I'd put more effort into recording family history. Why aren't I doing so now? Because it's a lot of work and I don't have anyone to help me with it. It includes scanning photos, scanning negatives, and labeling and organizing all the pictures; converting reel-to-reel takes, mini-cassettes and audio cassettes to digital, and labeling those; converting VHS to DVD and labeling those; finding and transcribing family recipes and organizing them into an annotated cookbook; transcribing old letters from the early to late 1900's in various handwriting styles, and every medium from faded pencil to blotted fountain pen to hurriedly scrawled ballpoint, in everything from tissue-thin airmail paper to fragile student notepaper to cat-pee'd-upon cards; and writing a short biography of the various people who are pictured, recorded, written, etc, in all the various media.
I said I'd put more effort into the work, not that I was putting no effort into it. Like, my grandad was an amateur photographer and I have all these negatives of his work. I can't afford the money to get them scanned professionally (so many negatives!), but I bought a pro-sumer grade negative scanner and am scanning them myself. Unfortunately, as I said, there are a lot of negatives, and it takes me around one hour to process each roll. It's gonna take me another year to scan all the negatives.

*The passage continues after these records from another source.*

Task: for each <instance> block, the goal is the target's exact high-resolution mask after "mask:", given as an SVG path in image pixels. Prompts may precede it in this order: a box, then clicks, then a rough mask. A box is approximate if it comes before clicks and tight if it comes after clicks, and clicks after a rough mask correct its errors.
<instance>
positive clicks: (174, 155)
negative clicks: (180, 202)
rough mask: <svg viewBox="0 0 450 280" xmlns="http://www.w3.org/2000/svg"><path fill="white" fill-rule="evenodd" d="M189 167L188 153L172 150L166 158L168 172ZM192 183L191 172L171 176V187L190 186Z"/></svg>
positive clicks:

Then I have an entire bookcase of photographs that need to be scanned (only a small subset of these are granddad's work). Again, I can't afford to get them scanned professionally, but I have a decent scanner for the PC, so that's what I'm working with, but it'll take a long time to scan in and process all those photos.
My uncle was a professor and the university taped some of his lectures; a different aunt was a very small-time actress and has maybe 200 VHS tapes of her performances. Granddad was a local musician, so we have some audio tapes of that. Etc, etc, etc.
Everything needs time and concentration, and I'm only one person. It's gonna take me years to finish everything.
I'd probably carry on life as normal, but start peppering my conversations with things like "I'm finally looking forward to spending time with my family," and "I just nailed a huge promotion," and "I finally just had an offer accepted on a house," and "I just beat cancer, so we're finally going to get married!"
If I see my death coming and there's nothing I can do about it, I want it to seem like the most unfortunate, tragically timed event possible.